Si donde antes se decía formación del espíritu se dice ahora construcción, todo lo que sigue es lo mismo, y ni una ni otra cosa son patrimonio de la izquierda: más bien, aquella izquierda recusó por reaccionario ese lenguaje. Que ahora se entone de Cataluña un himno a la nación similar al que hace cincuenta años oíamos cantar de España es más de lo que se puede sobrellevar sin caer en una paralizante melancolía, muy próxima al desaliento. España es una nación, se decía. Y claro que lo era: una y grande y libre. ¿Y nos tocará ahora recitar con idéntico afán Cataluña es una nación? Claro que lo es, ¿será también una y grande y libre? Viene, como España, de las profundidades del tiempo, y gozaba, como España, de sus libertades, que mano malvada le arrebató en desigual combate. Hasta las fechas se repiten: 1495, con España en la cima gracias a los Reyes Católicos; 1714, cuando España entraba en decadencia con la llegada de los Borbones.

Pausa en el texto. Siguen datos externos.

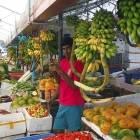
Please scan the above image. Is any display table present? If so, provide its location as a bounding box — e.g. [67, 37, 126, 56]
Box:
[81, 117, 114, 140]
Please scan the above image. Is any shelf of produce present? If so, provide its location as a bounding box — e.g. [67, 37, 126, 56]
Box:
[81, 117, 114, 140]
[109, 79, 140, 92]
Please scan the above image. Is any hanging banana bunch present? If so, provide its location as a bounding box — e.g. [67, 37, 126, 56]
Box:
[117, 0, 140, 47]
[70, 10, 117, 103]
[7, 46, 16, 62]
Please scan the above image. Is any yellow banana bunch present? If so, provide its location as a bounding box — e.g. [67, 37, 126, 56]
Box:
[87, 60, 101, 73]
[33, 43, 41, 49]
[39, 30, 55, 41]
[80, 89, 115, 104]
[19, 45, 25, 51]
[28, 49, 34, 56]
[34, 50, 41, 56]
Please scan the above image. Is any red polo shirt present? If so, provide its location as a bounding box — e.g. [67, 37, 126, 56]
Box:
[59, 58, 85, 106]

Los autores de este preámbulo y quienes han aprobado el proyecto de Estatuto podrán pedir a los colegas de Madrid que presten atención a lo que se dice en Barcelona; lo que no pueden pedir es entusiasmo. ¿Por qué, después de leer tal exaltación nacional, tendríamos que salir a la calle, firmar manifiestos? ¿Acaso la truculencia de Aznar, la mendacidad de Acebes y la chabacanería de Pujalte obligan a tomar partido a favor del Estatuto? El viejo argumento según el cual la crítica al amigo hace siempre el juego al enemigo no es más que una gastada forma de chantaje moral e intelectual, que ha acarreado consecuencias devastadoras para la cultura política de la izquierda. Por muy feroz que sea el ataque de esta derecha nuestra, en caída libre hacia la más pura reacción, no hace mejor el lenguaje de ese Estatuto.

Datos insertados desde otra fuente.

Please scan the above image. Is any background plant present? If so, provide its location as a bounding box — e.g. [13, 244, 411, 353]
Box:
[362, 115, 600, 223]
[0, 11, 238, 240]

Para decirlo brevemente: tal como nos ha llegado, ese texto jamás debió haber sido escrito, menos aún aclamado. La exaltación nacionalista que rezuma por todos sus poros de ningún modo puede entusiasmar a quienes han construido sus identidades personales no ya al margen, sino contra los ídolos nacionales: demasiadas catástrofes se han acumulado bajo el sagrado manto de la nación. Por eso, cuando se vuelve a oír esa copla, si la cantan amigos, se le podrá, y aun deberá, prestar una cortés atención, pero que no pidan que salgamos a la calle a tocar palmas porque, la verdad, de lo que te entran ganas es de quedarte en casa y meterte en la cama a dormir.